Investigators are increasingly convinced it was diverted perhaps thousands of miles off course by someone with deep knowledge of the Boeing 777-200ER and commercial navigation.

A search unprecedented in its scale is now under way for the plane, covering a area stretching from the shores of the Caspian Sea in the north to deep in the southern Indian Ocean.

Airline chief executive Ahmad Jauhari Yahya also told a news conference that it was unclear exactly when one of the plane’s automatic tracking systems had been disabled, appearing to contradict the weekend comments of government ministers.

Suspicions of hijacking or sabotage had hardened further when officials said on Sunday that the last radio message from the plane – an informal “all right, good night” – was spoken after the system, known as “ACARS”, was shut down.

“Initial investigations indicate it was the co-pilot who basically spoke the last time it was recorded on tape,” Ahmad Jauhari said yesterday, when asked who it was believed had spoken those words.

That was a sign-off to air traffic controllers at 1.19am, as the Beijing-bound plane left Malaysian airspace.

The last transmission from the ACARS system – a maintenance computer that relays data on the plane’s status – had been received at 1.07am, as the plane crossed Malaysia’s northeast coast and headed out over the Gulf of Thailand.

“We don’t know when the ACARS was switched off after that,” Ahmad Jauhari said.

“It was supposed to transmit 30 minutes from there, but that transmission did not come through.”

Police and a multi-national investigation team may never know for sure what happened in the cockpit unless they find the plane, and that in itself is a daunting challenge.

Satellite data suggests it could be anywhere in either of two vast corridors that arc through much of Asia: one stretching north from Laos to the Caspian, the other south from west of the Indonesian island of Sumatra into the southern Indian Ocean west of Australia.

Aviation officials in Pakistan, India, and Central Asian countries Kazakhstan and Kyrgyzstan – as well as Taliban militants in Pakistan and Afghanistan – said they knew nothing about the whereabouts of the plane, a defence ministry official said, speaking on condition of anonymity.
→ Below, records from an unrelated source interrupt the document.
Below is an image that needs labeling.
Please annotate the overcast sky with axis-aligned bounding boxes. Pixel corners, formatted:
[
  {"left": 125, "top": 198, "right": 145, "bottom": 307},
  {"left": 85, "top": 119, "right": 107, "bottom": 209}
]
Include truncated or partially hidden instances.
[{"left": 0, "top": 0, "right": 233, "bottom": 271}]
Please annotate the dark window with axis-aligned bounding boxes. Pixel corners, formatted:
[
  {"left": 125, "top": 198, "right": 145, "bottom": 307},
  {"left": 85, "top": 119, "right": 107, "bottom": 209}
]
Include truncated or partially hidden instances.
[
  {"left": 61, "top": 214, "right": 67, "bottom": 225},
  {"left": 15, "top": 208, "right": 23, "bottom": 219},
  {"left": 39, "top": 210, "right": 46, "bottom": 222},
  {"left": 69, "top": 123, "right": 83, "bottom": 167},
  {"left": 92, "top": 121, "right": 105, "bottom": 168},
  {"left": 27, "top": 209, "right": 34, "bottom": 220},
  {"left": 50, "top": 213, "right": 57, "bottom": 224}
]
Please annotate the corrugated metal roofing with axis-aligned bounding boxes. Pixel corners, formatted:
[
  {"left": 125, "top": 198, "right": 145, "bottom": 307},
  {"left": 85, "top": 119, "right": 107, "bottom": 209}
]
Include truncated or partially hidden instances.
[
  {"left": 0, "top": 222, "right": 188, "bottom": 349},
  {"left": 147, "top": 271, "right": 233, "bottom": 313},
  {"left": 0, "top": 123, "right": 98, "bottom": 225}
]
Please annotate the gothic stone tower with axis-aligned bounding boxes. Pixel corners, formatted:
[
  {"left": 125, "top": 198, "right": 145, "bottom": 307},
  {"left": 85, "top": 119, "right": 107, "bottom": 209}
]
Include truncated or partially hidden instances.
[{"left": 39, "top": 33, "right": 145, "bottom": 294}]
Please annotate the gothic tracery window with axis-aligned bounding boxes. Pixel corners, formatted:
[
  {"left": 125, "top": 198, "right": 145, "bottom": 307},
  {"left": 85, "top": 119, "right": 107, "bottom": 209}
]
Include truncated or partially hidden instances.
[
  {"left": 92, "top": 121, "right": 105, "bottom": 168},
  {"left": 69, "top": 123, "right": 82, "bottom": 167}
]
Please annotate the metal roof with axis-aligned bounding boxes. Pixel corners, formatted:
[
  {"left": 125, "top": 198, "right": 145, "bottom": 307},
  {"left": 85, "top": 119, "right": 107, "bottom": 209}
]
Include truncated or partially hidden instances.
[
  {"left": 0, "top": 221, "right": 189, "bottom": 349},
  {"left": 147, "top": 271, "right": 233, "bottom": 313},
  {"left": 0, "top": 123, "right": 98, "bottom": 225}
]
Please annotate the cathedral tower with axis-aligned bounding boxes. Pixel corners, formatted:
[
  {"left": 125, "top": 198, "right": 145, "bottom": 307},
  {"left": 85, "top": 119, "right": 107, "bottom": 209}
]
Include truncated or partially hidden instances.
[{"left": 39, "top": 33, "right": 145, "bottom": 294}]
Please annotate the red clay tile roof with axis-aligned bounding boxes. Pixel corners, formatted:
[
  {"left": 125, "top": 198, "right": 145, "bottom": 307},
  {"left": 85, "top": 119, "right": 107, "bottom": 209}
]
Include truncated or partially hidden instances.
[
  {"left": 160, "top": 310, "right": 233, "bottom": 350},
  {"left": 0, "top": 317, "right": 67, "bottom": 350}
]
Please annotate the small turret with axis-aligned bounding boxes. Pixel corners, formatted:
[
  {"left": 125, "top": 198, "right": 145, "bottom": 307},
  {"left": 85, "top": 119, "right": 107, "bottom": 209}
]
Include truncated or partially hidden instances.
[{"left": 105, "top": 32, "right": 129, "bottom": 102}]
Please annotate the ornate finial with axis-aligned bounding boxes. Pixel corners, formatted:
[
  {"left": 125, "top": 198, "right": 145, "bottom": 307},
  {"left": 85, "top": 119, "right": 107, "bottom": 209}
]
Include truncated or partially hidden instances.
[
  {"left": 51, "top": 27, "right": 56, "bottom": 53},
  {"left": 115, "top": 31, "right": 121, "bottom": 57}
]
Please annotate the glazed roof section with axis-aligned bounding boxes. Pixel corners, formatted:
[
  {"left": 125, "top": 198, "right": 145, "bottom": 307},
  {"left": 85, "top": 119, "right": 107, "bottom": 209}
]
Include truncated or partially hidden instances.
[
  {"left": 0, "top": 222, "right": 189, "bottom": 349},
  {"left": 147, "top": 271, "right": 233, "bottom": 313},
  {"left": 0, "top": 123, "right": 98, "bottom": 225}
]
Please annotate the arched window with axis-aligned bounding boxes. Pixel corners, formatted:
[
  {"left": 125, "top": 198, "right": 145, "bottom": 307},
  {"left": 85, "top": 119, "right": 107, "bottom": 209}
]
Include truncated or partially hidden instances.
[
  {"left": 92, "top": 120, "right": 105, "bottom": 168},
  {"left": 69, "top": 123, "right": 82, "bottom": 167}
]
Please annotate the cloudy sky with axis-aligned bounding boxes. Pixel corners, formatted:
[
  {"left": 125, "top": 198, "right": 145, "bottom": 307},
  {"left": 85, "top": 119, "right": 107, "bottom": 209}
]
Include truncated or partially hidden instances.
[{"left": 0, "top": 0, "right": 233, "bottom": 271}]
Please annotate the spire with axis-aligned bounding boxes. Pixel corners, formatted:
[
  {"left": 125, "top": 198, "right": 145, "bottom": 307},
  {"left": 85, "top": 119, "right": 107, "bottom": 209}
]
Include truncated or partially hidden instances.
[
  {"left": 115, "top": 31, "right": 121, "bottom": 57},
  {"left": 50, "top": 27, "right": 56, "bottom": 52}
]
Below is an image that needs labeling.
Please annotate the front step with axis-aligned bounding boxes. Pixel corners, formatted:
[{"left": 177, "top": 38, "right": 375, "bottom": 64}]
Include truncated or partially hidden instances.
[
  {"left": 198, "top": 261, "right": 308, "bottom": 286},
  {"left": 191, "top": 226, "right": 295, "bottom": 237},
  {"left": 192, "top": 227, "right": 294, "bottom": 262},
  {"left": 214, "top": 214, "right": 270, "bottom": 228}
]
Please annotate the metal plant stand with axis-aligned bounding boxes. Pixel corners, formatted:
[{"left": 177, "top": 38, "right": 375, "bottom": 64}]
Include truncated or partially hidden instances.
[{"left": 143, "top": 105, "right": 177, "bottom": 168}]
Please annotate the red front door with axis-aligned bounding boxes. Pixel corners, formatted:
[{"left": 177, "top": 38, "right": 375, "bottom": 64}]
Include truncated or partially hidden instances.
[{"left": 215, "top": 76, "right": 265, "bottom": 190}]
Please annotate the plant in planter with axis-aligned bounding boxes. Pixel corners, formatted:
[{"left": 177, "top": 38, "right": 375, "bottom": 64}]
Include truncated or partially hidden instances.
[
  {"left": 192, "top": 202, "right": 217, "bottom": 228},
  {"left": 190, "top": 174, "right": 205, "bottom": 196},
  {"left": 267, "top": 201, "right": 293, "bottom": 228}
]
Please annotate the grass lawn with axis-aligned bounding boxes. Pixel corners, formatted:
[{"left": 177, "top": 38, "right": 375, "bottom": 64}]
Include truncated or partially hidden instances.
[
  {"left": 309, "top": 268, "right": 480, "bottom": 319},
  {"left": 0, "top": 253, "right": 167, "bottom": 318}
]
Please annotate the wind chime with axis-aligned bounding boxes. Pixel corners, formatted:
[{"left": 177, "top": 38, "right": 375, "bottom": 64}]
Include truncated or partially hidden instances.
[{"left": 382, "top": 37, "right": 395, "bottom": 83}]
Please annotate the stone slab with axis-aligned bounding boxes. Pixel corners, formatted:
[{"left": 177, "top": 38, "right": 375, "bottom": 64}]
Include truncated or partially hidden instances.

The idea that the plane flew through Indian airspace for several hours without anyone noticing is bizarre

Zabihullah Mujahid, a spokesman for the Taliban in Afghanistan, who are seeking to oust foreign troops and set up an Islamic state, said the missing plane had nothing to do with them.

“It happened outside Afghanistan and you can see that even countries with very advanced equipment and facilities cannot figure out where it went,”he said.“So we also do not have any information as it is an external issue.”

China, which has been vocal in its impatience with Malaysian efforts to find the plane, called on its smaller neighbour to “immediately” expand and clarify the scope of the search. About two-thirds of the passengers aboard MH370 were Chinese.

The Australian Prime Minister Tony Abbott said he had spoken to Malaysian counterpart Najib Razak and had offered more surveillance resources in addition to the two P-3C Orion aircraft his country has already committed.

Malaysian Acting Transport Minister Hishammuddin Hussein said diplomatic notes had been sent to all countries along the northern and southern search corridors, requesting radar and satellite information as well as land, sea and air search operations.